CONSEJO DE ESTADO SALA DE LO CONTENCIOSO ADMINISTRATIVO SECCIÓN TERCERA - SUBSECCIÓN A Consejero ponente: MARTA NUBIA VELASQUEZ RICO (E) Bogotá D.C., doce (12) de diciembre de dos mil diecinueve (2019) Radicación número: 11001-03-15-000-2019-02809-00(AC) Actor: RAFAEL ANGEL FONTALVO FONTALVO Demandado: TRIBUNAL ADMINISTRATIVO DEL ATLANTICO Corresponde a la Sala pronunciarse en relación con la demanda de tutela instaurada por el señor Rafael Ángel Fontalvo Fontalvo, de acuerdo con lo dispuesto en el Decreto 1983 de 2017.
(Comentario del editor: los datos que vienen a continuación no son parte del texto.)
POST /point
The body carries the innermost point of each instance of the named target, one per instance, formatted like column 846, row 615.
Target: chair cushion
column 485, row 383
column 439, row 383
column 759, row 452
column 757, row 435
I. A N T E C E D E N T E S 1. - La demanda Por escrito radicado el 12 de junio de 20191, el señor Rafael Ángel Fontalvo Fontalvo instauró demanda de tutela contra el Tribunal Administrativo del Atlántico, al considerar que el auto de 26 de febrero de 2019, proferido por esta autoridad, en cumplimiento de una orden de tutela, le vulneró los derechos fundamentales “al debido proceso, al acceso a la administración de justicia, a la dignidad humana, al agua potable, la vida digna, a la salud, a la igualdad y otros”, porque en él no se acataron los parámetros definidos en el fallo constitucional que le dio origen. 2.- Hechos Una ciudadana interpuso demanda de tutela, cuyo objeto era lograr la protección de diferentes derechos e intereses colectivos, relacionados básicamente con el goce del agua, en la medida en que a ella ni a sus vecinos se les estaba suministrando agua potable en sus viviendas, a lo cual accedió el juez constitucional en los siguientes términos (transcripción literal): “Primero: … Amparar transitoriamente el derecho al acceso al agua potable de los señores AURELIO DE JESUS LOAIZA VELASQUEZ, REBECA COLLAZOS, WILLIAM CHARRIS, MÓNICA GUZMAN, LIZETH CHARRIS, CARMEN GUTIERREZ, RAFAEL HERRERA, ROSA PUENTES, RUBÉN PIÑERES PUENTES, JONIS PEÑERES, GUEDY DE LA HOZ, URBANO DUQUE, ANTONIO SALAS, ROBERTO BOLAÑOS, CARLOS LARA, MARIA PERALTA PEREZ, SISLA SALAS, ROSMERY SÁNCHEZ, CANDY SANCHEZ, JHON JAIRO TORRES, CARLOS SANCHEZ, ELSA POLO, SANDY POLO, JOSE CHARRIS y GUSTAVO DONADO, hasta que una vez incoada la respectiva acción popular, el juez de conocimiento se pronuncie sobre la procedibilidad de las medidas cautelares para cumplir con dicha finalidad.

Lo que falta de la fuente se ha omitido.